L’appello di Flaminia, mamma di Flavio: “Chiedo insegnanti e assistenti formati: alla scuola chiedo continuità per mio figlio”
E i compagni di classe di Flavio come si rapportano con lui? D’altronde stiamo pur sempre parlando di studenti di quinta elementare. ”I compagni di classe lo amano, sono contenti di stare con lui. Quel briciolo di socialità di cui può godere Flavio la dobbiamo a loro. Anche lui ultimamente è molto più socievole, merito della terapia che segue. Due settimane fa sono andata in gita con la classe e lui è stato bravissimo, nonostante avessimo preso i mezzi che solitamente lo innervosiscono” ci ha spiegato Flaminia.Insomma “i grandi non capiscono mai niente da soli e i bambini si stancano a spiegargli tutto ogni volta”, come ci insegna un noto racconto. Ed è probabilmente ora di un cambio di rotta significativo - efficace e concreto - che metta tutti gli studenti nella stessa condizione: quella di imparare, ciascuno con i propri modi e tempi.
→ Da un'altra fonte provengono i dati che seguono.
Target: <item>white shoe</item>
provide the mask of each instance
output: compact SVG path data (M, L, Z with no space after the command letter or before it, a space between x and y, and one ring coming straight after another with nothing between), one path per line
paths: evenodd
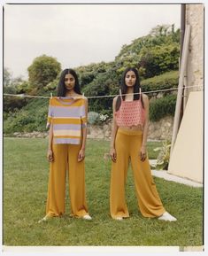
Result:
M84 215L84 216L82 217L82 219L88 220L88 221L91 221L91 220L92 220L92 217L89 216L89 214L86 214L86 215Z
M123 217L116 217L115 220L116 221L123 221Z
M160 221L176 221L177 219L173 216L172 216L169 213L165 212L161 216L158 218Z
M42 219L41 219L40 221L38 221L38 223L42 223L42 222L45 222L47 221L49 219L50 219L51 217L49 215L46 215L45 217L43 217Z

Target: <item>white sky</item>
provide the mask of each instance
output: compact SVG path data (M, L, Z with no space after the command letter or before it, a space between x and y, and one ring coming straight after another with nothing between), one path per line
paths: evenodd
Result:
M27 78L42 54L62 68L112 61L157 25L180 27L181 4L4 4L4 66Z

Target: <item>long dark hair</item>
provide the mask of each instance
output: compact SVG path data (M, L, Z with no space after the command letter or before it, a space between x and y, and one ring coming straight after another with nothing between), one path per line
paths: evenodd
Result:
M120 81L121 94L126 94L127 91L127 86L125 82L125 77L126 77L126 74L128 71L133 71L135 74L136 79L135 79L135 84L134 86L134 93L138 93L138 94L134 94L134 100L139 100L140 99L139 91L140 91L140 88L141 88L140 78L139 78L139 73L138 73L137 69L135 69L135 67L127 67L124 70L124 72L122 74L122 77L121 77L121 81ZM125 100L125 97L126 97L125 95L122 95L123 100ZM142 100L143 107L144 107L142 94L141 94L141 100ZM118 111L119 109L120 105L121 105L121 97L120 97L120 96L119 96L117 98L117 101L116 101L116 111Z
M65 74L71 74L75 79L75 86L73 88L73 90L76 93L81 95L81 89L80 89L80 83L79 83L78 76L77 76L75 71L73 70L72 68L65 68L65 70L62 71L60 78L59 78L59 82L58 82L58 85L57 96L58 97L65 97L65 93L66 93L67 89L65 89Z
Flaminia ci ha salutato con un appello al mondo della scuola e delle istituzioni: ”Io vorrei che ci fossero insegnanti e assistenti OEPA formati per questo. Devono esserci corsi adeguati alla disabilità mentali, non solo fisiche. Spero che la scuola garantisca continuità, con insegnanti che accompagnino il percorso dei ragazzi per tutti gli anni della scuola. Io, come genitore, faccio parte del “Progetto Sinapsi”, associazione di famiglie che ha lo scopo di sensibilizzare sulla tematica. A breve proporremo dei corsi per gli operatori OEPA, pagati da noi”.